Avant de conclure, je tiens à vous remercier pour cette invitation que vous m’avez faite pour parler de ce thème : « hospitalité et accueil dans l’Ancien Testament », et le mettre en lien avec mon travail auprès des Eglises issues de l’immigration. Je ne suis pas bibliste, mais j’aime la Bible, et pour moi, la Parole de Dieu est au centre de mon ministère. Cela a donc été pour moi l’occasion de me rappeler que dans les Eglises africaines, la prédication porte souvent sur ce 1er testament. On peut se demander pourquoi une telle préférence ? Cela peut s’expliquer par le fait que les anciens missionnaires avaient souvent une approche assez légaliste du message chrétien. Cela a souvent conduit les africains à recevoir l’Evangile comme Loi plutôt que comme grâce. La pratique des observances citées dans l’Ancien Testament est alors privilégiée. Celui-ci sert alors à justifier l’introduction des valeurs des religions traditionnelles et des coutumes ancestrales dans l’Eglise et dans la pratique de la foi chrétienne. La préférence pour l’Ancien Testament s’explique aussi par la situation d’oppression. Le thème « oppression/salut » présent dans les récits de l’histoire du peuple de Dieu répond aux attentes des africains. La figure centrale de référence est celle de Moïse, le libérateur. Les récits de la Genèse sont aussi souvent repris et cités. Et puis il y a cette promesse faite à Abraham : promesse d’une terre d’accueil, d’une descendance, deux dons qui sont au cœur même de la vie des africains.
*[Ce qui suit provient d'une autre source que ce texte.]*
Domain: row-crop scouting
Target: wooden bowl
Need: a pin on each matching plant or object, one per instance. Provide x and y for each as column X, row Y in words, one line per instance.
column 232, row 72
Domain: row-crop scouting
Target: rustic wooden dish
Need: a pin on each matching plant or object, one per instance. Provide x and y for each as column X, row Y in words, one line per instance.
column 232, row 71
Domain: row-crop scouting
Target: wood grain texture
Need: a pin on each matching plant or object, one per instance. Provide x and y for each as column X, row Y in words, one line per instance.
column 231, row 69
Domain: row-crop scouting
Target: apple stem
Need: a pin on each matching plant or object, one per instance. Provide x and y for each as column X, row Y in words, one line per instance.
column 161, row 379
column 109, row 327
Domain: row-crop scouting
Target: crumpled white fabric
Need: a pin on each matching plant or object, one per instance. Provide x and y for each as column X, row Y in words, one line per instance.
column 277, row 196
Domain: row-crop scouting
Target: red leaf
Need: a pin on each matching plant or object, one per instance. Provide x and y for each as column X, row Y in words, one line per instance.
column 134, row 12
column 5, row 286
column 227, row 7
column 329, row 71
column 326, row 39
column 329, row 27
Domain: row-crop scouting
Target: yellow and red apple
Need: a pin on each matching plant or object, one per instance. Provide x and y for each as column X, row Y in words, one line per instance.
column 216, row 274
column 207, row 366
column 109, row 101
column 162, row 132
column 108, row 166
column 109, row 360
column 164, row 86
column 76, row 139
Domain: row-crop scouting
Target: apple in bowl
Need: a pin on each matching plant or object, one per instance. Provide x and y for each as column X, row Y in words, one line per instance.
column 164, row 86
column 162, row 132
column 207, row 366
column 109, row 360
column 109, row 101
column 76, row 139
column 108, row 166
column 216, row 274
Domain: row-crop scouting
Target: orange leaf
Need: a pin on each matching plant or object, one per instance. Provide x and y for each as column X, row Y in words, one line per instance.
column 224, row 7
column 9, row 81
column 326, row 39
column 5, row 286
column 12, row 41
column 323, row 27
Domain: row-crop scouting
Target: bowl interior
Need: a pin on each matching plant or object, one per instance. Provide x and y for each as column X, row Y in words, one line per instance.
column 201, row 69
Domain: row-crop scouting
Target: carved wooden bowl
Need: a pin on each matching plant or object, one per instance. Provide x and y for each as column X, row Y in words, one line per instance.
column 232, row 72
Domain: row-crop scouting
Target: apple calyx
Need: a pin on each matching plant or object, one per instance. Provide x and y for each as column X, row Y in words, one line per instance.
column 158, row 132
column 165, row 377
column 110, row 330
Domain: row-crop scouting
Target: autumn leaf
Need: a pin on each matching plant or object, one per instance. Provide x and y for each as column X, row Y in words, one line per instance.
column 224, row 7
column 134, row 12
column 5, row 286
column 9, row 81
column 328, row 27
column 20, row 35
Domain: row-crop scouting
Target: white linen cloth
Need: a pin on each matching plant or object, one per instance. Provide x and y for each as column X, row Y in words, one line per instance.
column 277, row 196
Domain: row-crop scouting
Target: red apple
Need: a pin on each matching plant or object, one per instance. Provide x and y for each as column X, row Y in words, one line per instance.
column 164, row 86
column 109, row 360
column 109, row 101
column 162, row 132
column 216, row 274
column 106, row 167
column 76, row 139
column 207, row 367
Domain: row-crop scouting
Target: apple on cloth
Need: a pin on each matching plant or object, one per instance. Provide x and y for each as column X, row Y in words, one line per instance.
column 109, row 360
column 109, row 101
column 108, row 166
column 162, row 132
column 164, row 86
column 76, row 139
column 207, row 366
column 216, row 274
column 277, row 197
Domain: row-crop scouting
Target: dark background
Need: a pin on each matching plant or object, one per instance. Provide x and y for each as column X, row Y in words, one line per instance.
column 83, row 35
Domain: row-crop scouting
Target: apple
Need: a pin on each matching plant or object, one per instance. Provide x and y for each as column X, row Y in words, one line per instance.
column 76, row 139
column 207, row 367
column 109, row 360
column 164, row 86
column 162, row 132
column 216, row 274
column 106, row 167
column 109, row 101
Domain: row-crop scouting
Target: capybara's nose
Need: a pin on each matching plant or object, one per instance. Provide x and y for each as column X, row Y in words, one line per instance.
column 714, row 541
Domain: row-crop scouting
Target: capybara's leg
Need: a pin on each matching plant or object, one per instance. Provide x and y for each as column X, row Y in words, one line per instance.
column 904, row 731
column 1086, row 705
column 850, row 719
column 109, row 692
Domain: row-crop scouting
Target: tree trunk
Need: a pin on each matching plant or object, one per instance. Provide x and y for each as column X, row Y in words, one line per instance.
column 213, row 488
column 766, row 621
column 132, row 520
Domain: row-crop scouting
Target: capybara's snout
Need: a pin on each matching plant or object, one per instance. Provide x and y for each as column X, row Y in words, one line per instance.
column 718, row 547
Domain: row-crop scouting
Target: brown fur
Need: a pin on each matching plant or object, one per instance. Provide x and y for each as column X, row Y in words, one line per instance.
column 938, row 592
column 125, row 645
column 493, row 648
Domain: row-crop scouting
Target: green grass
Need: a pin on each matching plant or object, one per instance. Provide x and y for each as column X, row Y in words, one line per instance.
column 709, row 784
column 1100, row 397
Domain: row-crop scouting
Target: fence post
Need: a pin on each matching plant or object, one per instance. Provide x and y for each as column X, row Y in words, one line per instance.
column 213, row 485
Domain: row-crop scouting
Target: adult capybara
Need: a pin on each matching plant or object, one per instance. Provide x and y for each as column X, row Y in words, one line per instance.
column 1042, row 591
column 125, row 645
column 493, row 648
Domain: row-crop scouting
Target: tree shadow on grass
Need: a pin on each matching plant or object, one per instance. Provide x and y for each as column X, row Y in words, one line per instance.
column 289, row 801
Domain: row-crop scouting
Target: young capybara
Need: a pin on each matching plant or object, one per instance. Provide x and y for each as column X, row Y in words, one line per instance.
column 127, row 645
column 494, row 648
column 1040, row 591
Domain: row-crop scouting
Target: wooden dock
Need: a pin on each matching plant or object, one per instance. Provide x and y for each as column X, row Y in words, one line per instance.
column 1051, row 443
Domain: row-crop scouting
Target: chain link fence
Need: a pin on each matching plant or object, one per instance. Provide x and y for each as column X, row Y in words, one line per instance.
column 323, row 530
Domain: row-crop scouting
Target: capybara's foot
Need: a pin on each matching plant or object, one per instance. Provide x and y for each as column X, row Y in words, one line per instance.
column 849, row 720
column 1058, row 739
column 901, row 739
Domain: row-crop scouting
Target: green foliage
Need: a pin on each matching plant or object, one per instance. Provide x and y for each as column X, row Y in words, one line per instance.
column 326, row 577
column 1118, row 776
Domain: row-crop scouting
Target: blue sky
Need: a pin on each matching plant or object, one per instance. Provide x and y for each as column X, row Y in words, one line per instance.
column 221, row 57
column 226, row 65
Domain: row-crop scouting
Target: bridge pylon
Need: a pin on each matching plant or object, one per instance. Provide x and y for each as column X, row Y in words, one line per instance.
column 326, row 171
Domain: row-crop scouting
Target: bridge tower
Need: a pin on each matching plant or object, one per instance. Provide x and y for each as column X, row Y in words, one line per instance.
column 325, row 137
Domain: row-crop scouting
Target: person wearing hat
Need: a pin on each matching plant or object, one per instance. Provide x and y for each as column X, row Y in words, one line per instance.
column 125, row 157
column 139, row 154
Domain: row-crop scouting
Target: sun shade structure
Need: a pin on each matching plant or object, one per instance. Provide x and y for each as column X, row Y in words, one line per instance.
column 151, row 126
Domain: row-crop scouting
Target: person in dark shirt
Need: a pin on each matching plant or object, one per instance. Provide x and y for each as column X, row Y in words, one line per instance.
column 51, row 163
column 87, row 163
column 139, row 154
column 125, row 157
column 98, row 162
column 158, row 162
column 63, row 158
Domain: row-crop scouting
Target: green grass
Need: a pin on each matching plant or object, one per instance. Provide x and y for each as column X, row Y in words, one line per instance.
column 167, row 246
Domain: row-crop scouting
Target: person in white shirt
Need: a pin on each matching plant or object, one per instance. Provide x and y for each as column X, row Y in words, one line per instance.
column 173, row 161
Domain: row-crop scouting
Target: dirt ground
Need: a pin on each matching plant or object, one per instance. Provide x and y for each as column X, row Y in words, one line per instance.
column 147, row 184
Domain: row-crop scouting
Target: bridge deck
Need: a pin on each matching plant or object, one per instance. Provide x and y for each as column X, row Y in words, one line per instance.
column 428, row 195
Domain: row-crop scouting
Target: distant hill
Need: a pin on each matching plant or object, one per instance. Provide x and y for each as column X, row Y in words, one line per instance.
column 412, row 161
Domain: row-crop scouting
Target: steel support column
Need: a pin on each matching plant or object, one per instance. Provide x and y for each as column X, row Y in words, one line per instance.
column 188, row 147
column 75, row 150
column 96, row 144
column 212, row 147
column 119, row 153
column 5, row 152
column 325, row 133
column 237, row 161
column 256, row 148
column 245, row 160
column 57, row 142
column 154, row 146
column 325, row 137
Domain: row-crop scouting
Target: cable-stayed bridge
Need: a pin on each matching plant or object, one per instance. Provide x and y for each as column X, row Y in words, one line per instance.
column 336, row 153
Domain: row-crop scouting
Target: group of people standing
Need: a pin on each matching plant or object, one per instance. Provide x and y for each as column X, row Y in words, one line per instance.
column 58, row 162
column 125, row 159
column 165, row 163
De plus, concernant la notion de famille élargie au clan, et les rites concernant les morts, les israélites avaient quelques pratiques qui se rapprochent de ce qui se vit en Afrique. Pour conclure ce vaste sujet, je vous rappelle quelques points importants évoqués : C’est Dieu lui-même qui protège l’étranger (Ps 146,9), lui « qui aime l’émigré en lui donnant du pain et un manteau » (Dt 10,18). Le commandement d’amour à l’égard de l’étranger a son fondement dans l’amour de Dieu lui-même. Dieu – « le Dieu tout autre » – se présente à nous, aujourd’hui aussi, comme l’Autre sous la forme de l’étranger, et il est particulièrement proche des hommes qui sont en situation d’étrangers. La proximité de Dieu se concrétise pour nous dans notre manière d’agir, en tant qu’Église, envers et avec les étrangers. L’engagement des Églises dans la politique de migration trouve ici une justification fondamentale. Les textes bibliques de l’Ancien Testament nous invitent à nous souvenir que nous sommes tous des étrangers les uns par rapport aux autres. Cette invitation, un peu imaginaire, qui fait de nous-mêmes l’étranger de l’étranger échappe au fantastique lorsqu’elle est mise à l’épreuve du devoir d’hospitalité. Celui qui est accueilli reçoit mais celui qui accueille reçoit également ! L’hospitalité n’est pas simplement un devoir, mais c’est une nécessité pour l’humanité. Traditionnellement en Afrique, celui qui n’accueille pas est coupable. Chez nous, notre législation a créé un délit d’hospitalité pour ceux qui accueillent les sans papiers. Que faire quand cette nécessité pour l’humanité est oubliée et reniée ? Peut-être se rappeler toujours qu’en plus d’être une nécessité, l’hospitalité à l’égard des étrangers est un chemin de bénédiction, comme nous le dit ce beau verset de l’épître aux hébreux : « N’oubliez pas de pratiquer l’hospitalité. En effet, en la pratiquant certains ont accueilli des anges sans le savoir » (Hb 13,2).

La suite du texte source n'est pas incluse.